Duncan Crabtree-Ireland, the lead negotiator for SAG-AFTRA, will be a key player as the guild begins talks with the studios again on Monday.

Duncan Crabtree-Ireland, with his right fist raised, speaking at a SAG-AFTRA actors strike rally in Times Square in July.
One leading Hollywood executive described Duncan Crabtree-Ireland as a “deal maker” and a “realist.”Credit...Mike Segar/Reuters

Nicole Sperling covers the entertainment industry from Los Angeles.

Duncan Crabtree-Ireland, the executive director and chief negotiator for the actors’ union, has spent the past two decades toiling behind the scenes during contract talks.
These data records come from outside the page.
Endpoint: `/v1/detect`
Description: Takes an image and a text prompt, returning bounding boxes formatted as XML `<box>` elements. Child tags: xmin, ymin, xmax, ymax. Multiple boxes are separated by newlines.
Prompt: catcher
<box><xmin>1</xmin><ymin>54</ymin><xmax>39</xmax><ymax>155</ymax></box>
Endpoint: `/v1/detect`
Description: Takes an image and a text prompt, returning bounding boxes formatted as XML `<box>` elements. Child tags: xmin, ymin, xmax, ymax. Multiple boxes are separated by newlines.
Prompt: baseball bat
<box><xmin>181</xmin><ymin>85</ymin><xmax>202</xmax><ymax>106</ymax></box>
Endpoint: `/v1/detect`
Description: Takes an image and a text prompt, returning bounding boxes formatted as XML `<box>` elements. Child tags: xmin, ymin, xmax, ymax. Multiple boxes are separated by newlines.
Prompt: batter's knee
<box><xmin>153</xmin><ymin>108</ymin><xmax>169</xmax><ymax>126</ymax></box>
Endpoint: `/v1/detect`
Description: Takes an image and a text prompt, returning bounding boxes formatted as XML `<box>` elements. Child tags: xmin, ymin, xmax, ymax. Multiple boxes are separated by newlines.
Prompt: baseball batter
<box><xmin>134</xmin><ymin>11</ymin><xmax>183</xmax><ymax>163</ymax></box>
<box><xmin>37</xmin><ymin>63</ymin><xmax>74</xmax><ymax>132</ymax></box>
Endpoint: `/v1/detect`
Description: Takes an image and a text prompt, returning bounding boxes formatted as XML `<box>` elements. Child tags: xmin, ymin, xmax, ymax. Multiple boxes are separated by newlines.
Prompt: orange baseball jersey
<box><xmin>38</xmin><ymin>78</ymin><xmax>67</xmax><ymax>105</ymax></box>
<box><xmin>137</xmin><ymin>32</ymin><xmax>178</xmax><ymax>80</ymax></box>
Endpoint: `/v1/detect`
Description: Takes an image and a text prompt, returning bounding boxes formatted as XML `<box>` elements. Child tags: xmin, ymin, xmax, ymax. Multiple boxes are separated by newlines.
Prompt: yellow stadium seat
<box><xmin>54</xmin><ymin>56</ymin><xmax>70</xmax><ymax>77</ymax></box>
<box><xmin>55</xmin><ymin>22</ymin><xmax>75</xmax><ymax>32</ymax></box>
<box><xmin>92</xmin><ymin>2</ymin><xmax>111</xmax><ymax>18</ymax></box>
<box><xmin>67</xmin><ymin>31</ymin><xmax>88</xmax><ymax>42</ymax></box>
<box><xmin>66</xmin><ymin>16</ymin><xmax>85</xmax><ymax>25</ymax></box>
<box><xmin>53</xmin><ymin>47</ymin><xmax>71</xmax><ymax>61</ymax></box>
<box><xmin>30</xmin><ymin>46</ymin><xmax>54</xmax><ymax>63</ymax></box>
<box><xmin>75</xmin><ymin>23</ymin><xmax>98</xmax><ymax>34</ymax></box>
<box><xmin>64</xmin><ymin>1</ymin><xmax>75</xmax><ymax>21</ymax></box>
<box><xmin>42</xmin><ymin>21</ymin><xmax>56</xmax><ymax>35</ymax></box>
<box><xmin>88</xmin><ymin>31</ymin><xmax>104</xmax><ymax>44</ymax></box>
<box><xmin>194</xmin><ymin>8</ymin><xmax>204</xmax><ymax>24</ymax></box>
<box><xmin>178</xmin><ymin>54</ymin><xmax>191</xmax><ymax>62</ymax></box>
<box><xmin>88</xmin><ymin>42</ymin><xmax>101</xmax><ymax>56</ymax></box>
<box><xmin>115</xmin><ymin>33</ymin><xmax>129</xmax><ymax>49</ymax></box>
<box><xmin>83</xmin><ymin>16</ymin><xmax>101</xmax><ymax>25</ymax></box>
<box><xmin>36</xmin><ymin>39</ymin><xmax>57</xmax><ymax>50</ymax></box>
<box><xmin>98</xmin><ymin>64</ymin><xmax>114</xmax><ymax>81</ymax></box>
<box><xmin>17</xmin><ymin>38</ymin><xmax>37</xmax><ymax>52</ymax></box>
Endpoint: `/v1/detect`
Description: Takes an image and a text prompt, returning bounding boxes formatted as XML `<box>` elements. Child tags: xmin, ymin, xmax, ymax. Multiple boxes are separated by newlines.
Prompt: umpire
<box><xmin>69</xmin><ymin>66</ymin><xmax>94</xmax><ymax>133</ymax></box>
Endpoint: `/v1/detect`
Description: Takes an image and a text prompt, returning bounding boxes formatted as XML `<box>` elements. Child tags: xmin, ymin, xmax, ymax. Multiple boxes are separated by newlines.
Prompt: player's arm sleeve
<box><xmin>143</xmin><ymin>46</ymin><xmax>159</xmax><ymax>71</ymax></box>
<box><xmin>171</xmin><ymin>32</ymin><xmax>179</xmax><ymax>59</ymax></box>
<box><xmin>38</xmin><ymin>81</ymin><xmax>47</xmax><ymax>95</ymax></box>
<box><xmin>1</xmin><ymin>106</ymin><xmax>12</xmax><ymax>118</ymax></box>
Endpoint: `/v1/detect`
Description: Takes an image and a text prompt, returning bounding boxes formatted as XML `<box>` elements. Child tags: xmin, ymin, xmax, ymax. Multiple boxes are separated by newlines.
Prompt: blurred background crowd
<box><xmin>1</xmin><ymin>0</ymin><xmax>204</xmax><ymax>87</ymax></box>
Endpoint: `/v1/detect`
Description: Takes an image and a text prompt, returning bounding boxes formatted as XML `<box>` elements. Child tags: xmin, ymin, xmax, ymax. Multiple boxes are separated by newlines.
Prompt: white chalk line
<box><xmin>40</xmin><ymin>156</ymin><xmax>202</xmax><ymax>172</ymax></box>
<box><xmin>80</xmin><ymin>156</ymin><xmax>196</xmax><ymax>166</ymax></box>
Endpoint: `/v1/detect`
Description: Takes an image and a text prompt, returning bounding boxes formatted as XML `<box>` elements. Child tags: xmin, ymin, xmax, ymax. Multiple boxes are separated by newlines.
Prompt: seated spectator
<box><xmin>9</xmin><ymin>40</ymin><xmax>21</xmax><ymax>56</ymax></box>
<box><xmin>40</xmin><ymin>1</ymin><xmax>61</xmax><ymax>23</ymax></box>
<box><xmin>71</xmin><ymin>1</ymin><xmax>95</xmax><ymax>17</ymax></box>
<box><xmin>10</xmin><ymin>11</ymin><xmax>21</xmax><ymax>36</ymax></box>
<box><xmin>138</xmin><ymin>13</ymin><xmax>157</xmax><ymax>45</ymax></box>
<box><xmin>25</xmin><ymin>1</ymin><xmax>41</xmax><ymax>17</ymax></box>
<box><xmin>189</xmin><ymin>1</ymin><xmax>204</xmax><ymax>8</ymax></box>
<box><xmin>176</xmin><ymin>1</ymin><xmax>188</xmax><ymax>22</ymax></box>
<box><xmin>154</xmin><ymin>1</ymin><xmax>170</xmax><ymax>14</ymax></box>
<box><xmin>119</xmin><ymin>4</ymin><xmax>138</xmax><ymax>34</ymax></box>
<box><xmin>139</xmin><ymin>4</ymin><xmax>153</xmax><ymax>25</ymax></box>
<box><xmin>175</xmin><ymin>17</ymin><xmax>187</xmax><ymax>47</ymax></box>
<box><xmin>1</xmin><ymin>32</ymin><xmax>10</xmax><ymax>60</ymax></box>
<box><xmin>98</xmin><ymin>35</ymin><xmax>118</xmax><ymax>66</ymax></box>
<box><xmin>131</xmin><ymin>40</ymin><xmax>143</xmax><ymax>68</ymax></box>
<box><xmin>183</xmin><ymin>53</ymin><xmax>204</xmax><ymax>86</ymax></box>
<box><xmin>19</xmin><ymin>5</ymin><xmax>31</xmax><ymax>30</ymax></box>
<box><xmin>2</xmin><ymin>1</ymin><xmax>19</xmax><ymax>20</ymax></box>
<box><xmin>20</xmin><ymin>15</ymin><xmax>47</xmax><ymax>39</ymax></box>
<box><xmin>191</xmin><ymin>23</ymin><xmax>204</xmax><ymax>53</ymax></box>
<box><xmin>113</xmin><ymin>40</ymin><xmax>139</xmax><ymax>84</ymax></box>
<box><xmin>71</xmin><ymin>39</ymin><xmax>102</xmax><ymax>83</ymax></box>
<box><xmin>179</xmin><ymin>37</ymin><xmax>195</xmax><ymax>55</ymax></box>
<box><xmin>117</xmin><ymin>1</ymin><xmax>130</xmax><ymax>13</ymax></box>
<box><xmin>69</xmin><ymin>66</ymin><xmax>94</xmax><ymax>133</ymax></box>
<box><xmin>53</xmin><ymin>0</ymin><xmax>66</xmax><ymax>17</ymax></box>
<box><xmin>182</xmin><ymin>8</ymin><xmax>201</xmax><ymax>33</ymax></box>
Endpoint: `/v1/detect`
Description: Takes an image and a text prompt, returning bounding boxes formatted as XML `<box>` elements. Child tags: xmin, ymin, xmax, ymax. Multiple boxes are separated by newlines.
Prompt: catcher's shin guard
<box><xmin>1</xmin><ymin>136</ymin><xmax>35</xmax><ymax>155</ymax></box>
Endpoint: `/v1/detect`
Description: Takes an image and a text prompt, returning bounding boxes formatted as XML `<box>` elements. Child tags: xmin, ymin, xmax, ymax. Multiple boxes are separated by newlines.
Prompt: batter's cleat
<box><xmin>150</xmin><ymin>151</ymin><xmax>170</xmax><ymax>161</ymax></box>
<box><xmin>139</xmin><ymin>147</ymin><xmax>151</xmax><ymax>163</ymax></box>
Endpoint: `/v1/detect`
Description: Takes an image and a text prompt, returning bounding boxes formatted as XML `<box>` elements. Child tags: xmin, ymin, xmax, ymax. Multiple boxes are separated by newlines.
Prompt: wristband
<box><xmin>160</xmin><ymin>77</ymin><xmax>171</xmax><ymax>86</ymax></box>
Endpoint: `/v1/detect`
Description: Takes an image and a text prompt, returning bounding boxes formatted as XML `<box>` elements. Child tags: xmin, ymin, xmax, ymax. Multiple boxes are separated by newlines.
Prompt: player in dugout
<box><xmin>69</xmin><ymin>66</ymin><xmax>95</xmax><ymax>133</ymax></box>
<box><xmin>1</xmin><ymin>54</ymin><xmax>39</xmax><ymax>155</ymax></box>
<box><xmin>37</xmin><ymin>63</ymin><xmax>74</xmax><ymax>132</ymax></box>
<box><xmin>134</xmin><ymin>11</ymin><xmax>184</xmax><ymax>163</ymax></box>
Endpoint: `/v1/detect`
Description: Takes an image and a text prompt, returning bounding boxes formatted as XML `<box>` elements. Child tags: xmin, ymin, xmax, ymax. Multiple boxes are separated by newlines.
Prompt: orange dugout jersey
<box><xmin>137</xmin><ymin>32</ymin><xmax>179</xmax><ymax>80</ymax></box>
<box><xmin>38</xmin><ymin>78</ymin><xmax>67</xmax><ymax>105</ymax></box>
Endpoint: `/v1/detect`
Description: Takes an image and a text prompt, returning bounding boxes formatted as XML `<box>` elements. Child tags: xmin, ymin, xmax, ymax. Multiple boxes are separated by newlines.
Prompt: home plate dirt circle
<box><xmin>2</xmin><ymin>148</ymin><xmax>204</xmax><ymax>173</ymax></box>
The spotlight, he knows, is for the SAG-AFTRA president, usually a well-known performer like the current office holder, Fran Drescher.
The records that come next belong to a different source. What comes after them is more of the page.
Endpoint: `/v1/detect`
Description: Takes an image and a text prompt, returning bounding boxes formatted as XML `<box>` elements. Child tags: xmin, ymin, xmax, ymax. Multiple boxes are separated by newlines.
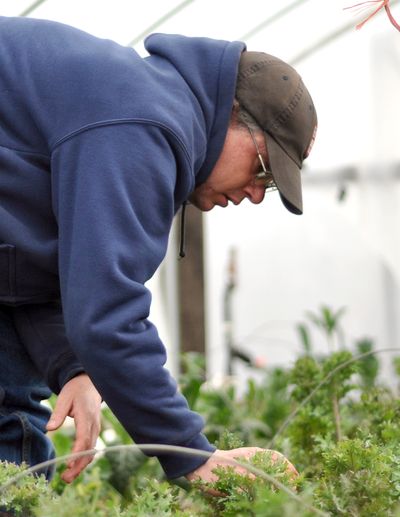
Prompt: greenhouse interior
<box><xmin>1</xmin><ymin>1</ymin><xmax>400</xmax><ymax>515</ymax></box>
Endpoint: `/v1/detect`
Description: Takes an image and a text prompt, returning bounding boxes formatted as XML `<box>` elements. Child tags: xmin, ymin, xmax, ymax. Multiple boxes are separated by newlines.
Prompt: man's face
<box><xmin>189</xmin><ymin>125</ymin><xmax>268</xmax><ymax>212</ymax></box>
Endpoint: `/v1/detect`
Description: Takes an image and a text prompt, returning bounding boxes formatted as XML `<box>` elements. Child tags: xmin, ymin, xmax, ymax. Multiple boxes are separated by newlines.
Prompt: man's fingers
<box><xmin>186</xmin><ymin>447</ymin><xmax>299</xmax><ymax>489</ymax></box>
<box><xmin>63</xmin><ymin>413</ymin><xmax>99</xmax><ymax>482</ymax></box>
<box><xmin>68</xmin><ymin>422</ymin><xmax>92</xmax><ymax>464</ymax></box>
<box><xmin>46</xmin><ymin>397</ymin><xmax>71</xmax><ymax>431</ymax></box>
<box><xmin>46</xmin><ymin>374</ymin><xmax>101</xmax><ymax>483</ymax></box>
<box><xmin>63</xmin><ymin>438</ymin><xmax>96</xmax><ymax>483</ymax></box>
<box><xmin>62</xmin><ymin>440</ymin><xmax>94</xmax><ymax>483</ymax></box>
<box><xmin>62</xmin><ymin>455</ymin><xmax>95</xmax><ymax>483</ymax></box>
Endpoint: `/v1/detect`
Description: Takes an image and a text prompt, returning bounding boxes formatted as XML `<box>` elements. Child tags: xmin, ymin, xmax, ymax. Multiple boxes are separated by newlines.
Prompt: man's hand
<box><xmin>186</xmin><ymin>447</ymin><xmax>298</xmax><ymax>486</ymax></box>
<box><xmin>46</xmin><ymin>373</ymin><xmax>102</xmax><ymax>483</ymax></box>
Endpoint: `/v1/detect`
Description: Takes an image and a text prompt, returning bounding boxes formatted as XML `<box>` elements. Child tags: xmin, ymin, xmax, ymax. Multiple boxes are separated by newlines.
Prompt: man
<box><xmin>0</xmin><ymin>16</ymin><xmax>317</xmax><ymax>484</ymax></box>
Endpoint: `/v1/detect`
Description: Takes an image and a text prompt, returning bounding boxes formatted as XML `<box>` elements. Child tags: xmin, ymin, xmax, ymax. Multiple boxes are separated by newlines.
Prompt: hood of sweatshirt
<box><xmin>144</xmin><ymin>33</ymin><xmax>245</xmax><ymax>185</ymax></box>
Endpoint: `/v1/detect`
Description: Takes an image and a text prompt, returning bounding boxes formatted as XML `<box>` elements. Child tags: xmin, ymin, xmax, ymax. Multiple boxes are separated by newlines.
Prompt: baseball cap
<box><xmin>235</xmin><ymin>51</ymin><xmax>318</xmax><ymax>214</ymax></box>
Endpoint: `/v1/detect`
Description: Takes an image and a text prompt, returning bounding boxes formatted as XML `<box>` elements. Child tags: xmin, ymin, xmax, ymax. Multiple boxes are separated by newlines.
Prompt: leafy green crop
<box><xmin>1</xmin><ymin>306</ymin><xmax>400</xmax><ymax>515</ymax></box>
<box><xmin>0</xmin><ymin>462</ymin><xmax>47</xmax><ymax>516</ymax></box>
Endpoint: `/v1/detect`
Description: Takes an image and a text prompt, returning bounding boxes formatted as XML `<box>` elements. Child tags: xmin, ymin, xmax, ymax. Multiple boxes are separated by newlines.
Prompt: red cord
<box><xmin>344</xmin><ymin>0</ymin><xmax>400</xmax><ymax>31</ymax></box>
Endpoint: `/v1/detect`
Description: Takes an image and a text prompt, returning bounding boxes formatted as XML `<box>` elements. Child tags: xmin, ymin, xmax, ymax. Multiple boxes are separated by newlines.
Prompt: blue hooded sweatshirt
<box><xmin>0</xmin><ymin>16</ymin><xmax>245</xmax><ymax>478</ymax></box>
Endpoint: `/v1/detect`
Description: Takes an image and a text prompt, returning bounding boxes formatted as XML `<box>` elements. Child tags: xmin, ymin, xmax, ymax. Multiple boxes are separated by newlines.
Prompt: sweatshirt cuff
<box><xmin>47</xmin><ymin>351</ymin><xmax>85</xmax><ymax>393</ymax></box>
<box><xmin>58</xmin><ymin>364</ymin><xmax>86</xmax><ymax>391</ymax></box>
<box><xmin>158</xmin><ymin>433</ymin><xmax>216</xmax><ymax>479</ymax></box>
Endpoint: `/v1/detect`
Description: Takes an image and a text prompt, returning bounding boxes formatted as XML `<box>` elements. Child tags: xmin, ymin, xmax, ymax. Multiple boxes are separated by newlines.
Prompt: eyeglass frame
<box><xmin>245</xmin><ymin>123</ymin><xmax>278</xmax><ymax>193</ymax></box>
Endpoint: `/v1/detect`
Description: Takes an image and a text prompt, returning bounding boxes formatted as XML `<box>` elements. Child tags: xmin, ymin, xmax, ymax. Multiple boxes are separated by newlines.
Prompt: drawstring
<box><xmin>178</xmin><ymin>201</ymin><xmax>187</xmax><ymax>259</ymax></box>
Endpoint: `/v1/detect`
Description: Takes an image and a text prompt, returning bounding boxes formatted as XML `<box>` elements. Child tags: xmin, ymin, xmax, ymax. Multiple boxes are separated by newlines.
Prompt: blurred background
<box><xmin>4</xmin><ymin>0</ymin><xmax>400</xmax><ymax>383</ymax></box>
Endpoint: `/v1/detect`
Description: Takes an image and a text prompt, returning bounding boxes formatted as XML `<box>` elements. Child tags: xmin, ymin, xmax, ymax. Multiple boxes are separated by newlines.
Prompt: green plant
<box><xmin>198</xmin><ymin>452</ymin><xmax>300</xmax><ymax>517</ymax></box>
<box><xmin>356</xmin><ymin>338</ymin><xmax>379</xmax><ymax>389</ymax></box>
<box><xmin>306</xmin><ymin>305</ymin><xmax>346</xmax><ymax>353</ymax></box>
<box><xmin>2</xmin><ymin>306</ymin><xmax>399</xmax><ymax>516</ymax></box>
<box><xmin>0</xmin><ymin>462</ymin><xmax>47</xmax><ymax>516</ymax></box>
<box><xmin>180</xmin><ymin>352</ymin><xmax>207</xmax><ymax>410</ymax></box>
<box><xmin>314</xmin><ymin>438</ymin><xmax>400</xmax><ymax>515</ymax></box>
But ever since the guild went on strike on July 14 for the first time in 40 years, things have been different.

In the past three months, Mr. Crabtree-Ireland, 51, has stepped out from behind the negotiating table and made fiery speeches, walked film festival red carpets and reached out to the union’s younger members via Instagram reels. His more frequent appearances have given people ample opportunity to see the tattoos on his forearms, a visual clue to how much the professional and the personal are intertwined for him. On the right are five symbols — a record, a play button, a film reel, a megaphone and a radio antenna — representing the contracts he’s negotiated for union members in the music, film/TV, radio, commercial, video and broadcast industries. On his left arm is a coil with five loops that represent the five children he has adopted with his husband, John.
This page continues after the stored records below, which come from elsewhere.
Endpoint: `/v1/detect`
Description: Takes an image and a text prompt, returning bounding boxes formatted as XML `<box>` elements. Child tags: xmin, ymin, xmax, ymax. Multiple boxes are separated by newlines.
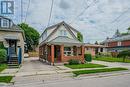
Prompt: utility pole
<box><xmin>21</xmin><ymin>0</ymin><xmax>23</xmax><ymax>23</ymax></box>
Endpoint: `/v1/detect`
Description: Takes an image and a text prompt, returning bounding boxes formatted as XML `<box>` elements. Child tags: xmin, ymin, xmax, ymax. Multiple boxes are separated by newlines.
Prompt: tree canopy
<box><xmin>18</xmin><ymin>23</ymin><xmax>40</xmax><ymax>51</ymax></box>
<box><xmin>117</xmin><ymin>50</ymin><xmax>130</xmax><ymax>62</ymax></box>
<box><xmin>128</xmin><ymin>27</ymin><xmax>130</xmax><ymax>30</ymax></box>
<box><xmin>77</xmin><ymin>32</ymin><xmax>83</xmax><ymax>42</ymax></box>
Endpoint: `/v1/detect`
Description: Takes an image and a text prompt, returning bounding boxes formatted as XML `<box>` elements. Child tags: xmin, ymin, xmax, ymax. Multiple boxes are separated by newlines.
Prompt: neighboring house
<box><xmin>102</xmin><ymin>29</ymin><xmax>130</xmax><ymax>52</ymax></box>
<box><xmin>84</xmin><ymin>43</ymin><xmax>107</xmax><ymax>56</ymax></box>
<box><xmin>39</xmin><ymin>21</ymin><xmax>84</xmax><ymax>65</ymax></box>
<box><xmin>0</xmin><ymin>16</ymin><xmax>25</xmax><ymax>67</ymax></box>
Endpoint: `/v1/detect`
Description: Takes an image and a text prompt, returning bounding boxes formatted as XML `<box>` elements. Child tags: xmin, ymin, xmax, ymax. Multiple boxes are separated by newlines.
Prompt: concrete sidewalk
<box><xmin>92</xmin><ymin>60</ymin><xmax>130</xmax><ymax>69</ymax></box>
<box><xmin>0</xmin><ymin>68</ymin><xmax>19</xmax><ymax>76</ymax></box>
<box><xmin>15</xmin><ymin>66</ymin><xmax>120</xmax><ymax>77</ymax></box>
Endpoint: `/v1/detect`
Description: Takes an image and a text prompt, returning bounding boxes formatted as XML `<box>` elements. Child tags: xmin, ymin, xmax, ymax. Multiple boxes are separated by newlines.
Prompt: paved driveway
<box><xmin>19</xmin><ymin>57</ymin><xmax>57</xmax><ymax>72</ymax></box>
<box><xmin>11</xmin><ymin>57</ymin><xmax>73</xmax><ymax>87</ymax></box>
<box><xmin>14</xmin><ymin>57</ymin><xmax>60</xmax><ymax>77</ymax></box>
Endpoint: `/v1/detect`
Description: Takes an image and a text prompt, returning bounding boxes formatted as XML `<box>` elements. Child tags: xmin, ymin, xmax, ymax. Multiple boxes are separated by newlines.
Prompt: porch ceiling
<box><xmin>47</xmin><ymin>36</ymin><xmax>84</xmax><ymax>46</ymax></box>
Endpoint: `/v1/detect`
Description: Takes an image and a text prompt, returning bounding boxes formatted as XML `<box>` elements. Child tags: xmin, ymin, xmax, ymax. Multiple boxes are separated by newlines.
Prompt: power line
<box><xmin>24</xmin><ymin>0</ymin><xmax>31</xmax><ymax>23</ymax></box>
<box><xmin>101</xmin><ymin>7</ymin><xmax>130</xmax><ymax>34</ymax></box>
<box><xmin>111</xmin><ymin>8</ymin><xmax>130</xmax><ymax>23</ymax></box>
<box><xmin>70</xmin><ymin>0</ymin><xmax>98</xmax><ymax>24</ymax></box>
<box><xmin>21</xmin><ymin>0</ymin><xmax>23</xmax><ymax>23</ymax></box>
<box><xmin>47</xmin><ymin>0</ymin><xmax>54</xmax><ymax>27</ymax></box>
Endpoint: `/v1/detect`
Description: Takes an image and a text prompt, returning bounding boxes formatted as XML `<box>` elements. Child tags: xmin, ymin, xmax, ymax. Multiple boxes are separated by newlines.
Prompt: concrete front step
<box><xmin>8</xmin><ymin>66</ymin><xmax>19</xmax><ymax>68</ymax></box>
<box><xmin>8</xmin><ymin>62</ymin><xmax>18</xmax><ymax>64</ymax></box>
<box><xmin>8</xmin><ymin>64</ymin><xmax>19</xmax><ymax>68</ymax></box>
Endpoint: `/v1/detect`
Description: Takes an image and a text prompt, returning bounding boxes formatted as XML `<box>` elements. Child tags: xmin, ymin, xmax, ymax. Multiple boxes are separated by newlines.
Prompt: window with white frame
<box><xmin>117</xmin><ymin>41</ymin><xmax>121</xmax><ymax>46</ymax></box>
<box><xmin>60</xmin><ymin>30</ymin><xmax>67</xmax><ymax>36</ymax></box>
<box><xmin>64</xmin><ymin>47</ymin><xmax>73</xmax><ymax>56</ymax></box>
“It’s not just a job for me,” he said in an interview. “This is where I’ve spent the vast majority of my professional career, and I really care about what happens to our members.”

Now, however, Mr. Crabtree-Ireland is facing his most challenging public moment. Come Monday, when the union returns to the negotiating table with the studios in an attempt to resolve the strike that has much of Hollywood at a standstill, all eyes will be on him.

(Ted Sarandos, a co-chairman of Netflix; David Zaslav, the chief executive of Warner Bros. Discovery; Donna Langley, the chief content officer of NBCUniversal Studio Group; and Robert A. Iger, Disney’s chief executive, will also be in attendance, along with the chief negotiator for the studios, Carol Lombardini.)